La parte carnosa de una luciérnaga

Premio Joven Creación 2022

Epígrafe

Me acusan incansablemente

de arrastrarme junto a los equivocados

en el sendero equivocado

Jesús Montoya

Si empiezas a pensar en los motivos

y en las circunstancias, te enfadas

y el carácter te cambia.

Eso es malo para la piel.

Así que me limité a repetir:

“Es el sino, es el sino”,

como si fueran unas palabras mágicas.

Hiromi Kawakami

Carne

Imagínelo: es invierno y usted sale en busca de Xun para deslizarse por las colinas aledañas al complejo de edificios donde los dos residen, y llega al apartamento de su amigo justo a tiempo para la hora del té. Después de agradecer a la señora Huey la hospitalidad, mira a Xun vestirse con las capas de ropa necesarias para no morirse de frío en esa región tan cercana al Ártico. Afuera, el chino pequeño y gordo le menciona algo sobre unos somalíes. Usted lo calma diciéndole “tranquilo”, mientras estén juntos, es decir, estando él con usted, no habrá problemas (ha visto demasiadas veces Duro de matar y se cree un Bruce Willis cholo). Recorren la calle tirándose bolas de nieve que, por acuerdo mutuo, deben ser blancas y suaves (no la bola orinada ni la bola con hielo). Usted, como siempre, se aprovecha de la inocencia del chinito y le hace trampa; lo hace probar los restos congelados de cualquier perro.

El paraje se les manifiesta como una gran capa de blanco bajo el domo gris del cielo. Ni usted ni Xun conocen o recuerdan sus países natales, de alguna manera son autóctonos de este clima y algún día lo extrañarán. Él, tal vez, llegue a ser intérprete de piano debido a ese régimen de práctica de seis horas diarias impuesto por sus padres. Usted, por otra parte, sueña con ser escritor o artista, sin saber muy bien qué hacen esos tipos; a duras penas sabe leer o escribir, aunque tiene cierto talento para dibujar patos. En todo caso, se la pasan haciendo planes para formar un grupo de rock o salsa o reggae: les da igual. Para ustedes, lo único importante es ser famosos y no unos carajitos de siete años, migrantes, en el país más caucásico del planeta; la fama como forma de anonimato.

Cruzan avenidas, calles e intersecciones vacías de esa ciudad fantasma: la Uppsala de los noventa, la capital designada del aburrimiento. En ese mundo, ustedes no quieren ni desean, simplemente son; se mueven desplazados en el tiempo. Alrededor, las ventanas se abren en las fachadas de las torres como si estas fueran un cubo de Rubik a medio hacer. Esto siempre le deja una sensación parecida a la de arrojar una piedra a un pozo vacío. Durante el verano, dicho efecto merma cuando hay tiempo para jugar futbol, ir de campamento, andar en bicicleta, cuando los primeros destellos de su futura depresión se esfumaban con relativa facilidad.

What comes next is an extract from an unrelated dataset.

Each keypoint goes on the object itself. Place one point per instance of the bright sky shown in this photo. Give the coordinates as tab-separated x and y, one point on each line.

Atraviesan el túnel bajo la autopista 55-Råby en el borde oeste de Kvarngärdet. Al otro lado, la vista sigue igual: si acaso ven más árboles y arbustos en el horizonte. Xun, siempre unos pasos detrás suyo, comienza a jadear; su físico resiente la distancia recorrida. No le extraña el robo sufrido a manos de los somalíes, eso los diferencia: él no termina de adaptarse física y psicológicamente al lugar; usted, por el contrario, hace alarde de su maleabilidad; entiende la importancia de volverse otro, transformarse según las circunstancias. A fin de cuentas, usted es un sobreviviente.

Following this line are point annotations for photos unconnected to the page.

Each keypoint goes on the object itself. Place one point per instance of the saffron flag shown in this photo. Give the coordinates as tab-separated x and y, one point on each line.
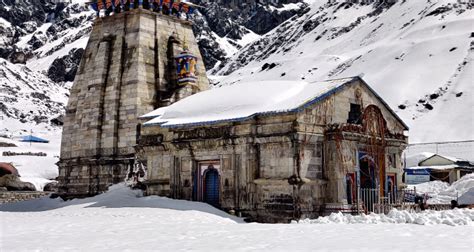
176	6
171	6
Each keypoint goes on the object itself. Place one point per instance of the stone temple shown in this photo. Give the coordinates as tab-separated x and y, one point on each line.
272	151
130	67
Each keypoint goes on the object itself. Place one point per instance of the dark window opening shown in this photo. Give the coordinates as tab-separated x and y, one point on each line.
355	114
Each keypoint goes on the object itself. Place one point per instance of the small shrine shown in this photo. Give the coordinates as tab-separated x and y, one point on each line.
176	8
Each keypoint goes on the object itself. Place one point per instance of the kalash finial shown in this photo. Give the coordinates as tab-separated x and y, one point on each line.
186	65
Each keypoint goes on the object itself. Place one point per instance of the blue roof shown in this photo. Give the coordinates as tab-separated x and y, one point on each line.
33	139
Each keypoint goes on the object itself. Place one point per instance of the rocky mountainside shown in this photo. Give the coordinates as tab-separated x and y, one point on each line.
41	44
418	55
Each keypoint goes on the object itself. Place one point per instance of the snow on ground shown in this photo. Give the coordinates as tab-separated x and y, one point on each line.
455	217
37	170
442	193
122	220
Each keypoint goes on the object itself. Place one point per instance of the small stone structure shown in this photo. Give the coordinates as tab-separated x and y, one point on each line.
278	166
128	68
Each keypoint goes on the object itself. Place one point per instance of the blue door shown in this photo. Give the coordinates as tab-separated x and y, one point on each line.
211	185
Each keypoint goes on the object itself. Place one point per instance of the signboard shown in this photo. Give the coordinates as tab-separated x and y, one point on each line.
417	176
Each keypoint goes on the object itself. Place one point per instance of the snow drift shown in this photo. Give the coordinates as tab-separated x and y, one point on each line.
430	217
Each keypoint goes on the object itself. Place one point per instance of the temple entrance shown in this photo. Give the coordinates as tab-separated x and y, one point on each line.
211	187
367	172
368	182
206	183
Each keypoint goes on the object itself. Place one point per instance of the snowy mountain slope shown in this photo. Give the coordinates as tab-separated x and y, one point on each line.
416	54
28	99
121	219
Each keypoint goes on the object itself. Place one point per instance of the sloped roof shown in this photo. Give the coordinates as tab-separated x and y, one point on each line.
33	139
243	101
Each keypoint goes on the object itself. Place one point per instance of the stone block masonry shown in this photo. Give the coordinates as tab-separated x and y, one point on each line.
126	71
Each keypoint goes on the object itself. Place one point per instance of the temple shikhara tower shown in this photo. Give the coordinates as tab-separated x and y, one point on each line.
141	55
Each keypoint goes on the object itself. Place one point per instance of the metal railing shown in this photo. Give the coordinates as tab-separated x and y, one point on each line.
369	200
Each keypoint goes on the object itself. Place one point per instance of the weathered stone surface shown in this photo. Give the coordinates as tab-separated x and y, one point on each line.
126	71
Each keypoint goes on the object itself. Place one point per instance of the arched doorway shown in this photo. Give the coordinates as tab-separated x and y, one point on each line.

En el Kapellgärdesparke encuentran a otros chicos, de lejos parecen suecos o europeos. Los mira bajar una de las pendientes con un Xun callado a su lado. Le entrega el deslizador y se coloca en la cima para tener una visión general de la zona compuesta por varios montículos de diferentes alturas. El gordo hace una pequeña carrera lanzándose en forma horizontal colina abajo, generando una cantidad razonable de momentum. Esto probablemente será cierto las dos primeras veces, mientras conserve energía. Se quita los guantes y siente la nieve sobre la piel desnuda. Cuenta cuánto tiempo le toma comenzar a quemarse: un Misisipi, dos Misisipis, tres Misisipis, cuatro Misisipis. Entonces, la mano le arde, de forma tenue, pero lo hace. Ve al chinito regresar con pasos algo torpes debido al espesor de la nieve y lo inclinado del terreno. Usted se ríe a expensas de la dignidad de su amigo.

—¡Vamos, Xun, vamos! –grita haciéndole chota.

El gordo considera la mitad del camino el nuevo punto de salida y esta vez llega a alcanzar el bosque alrededor de la zona. Le parece distinguir tres o cuatro figuras acercándosele.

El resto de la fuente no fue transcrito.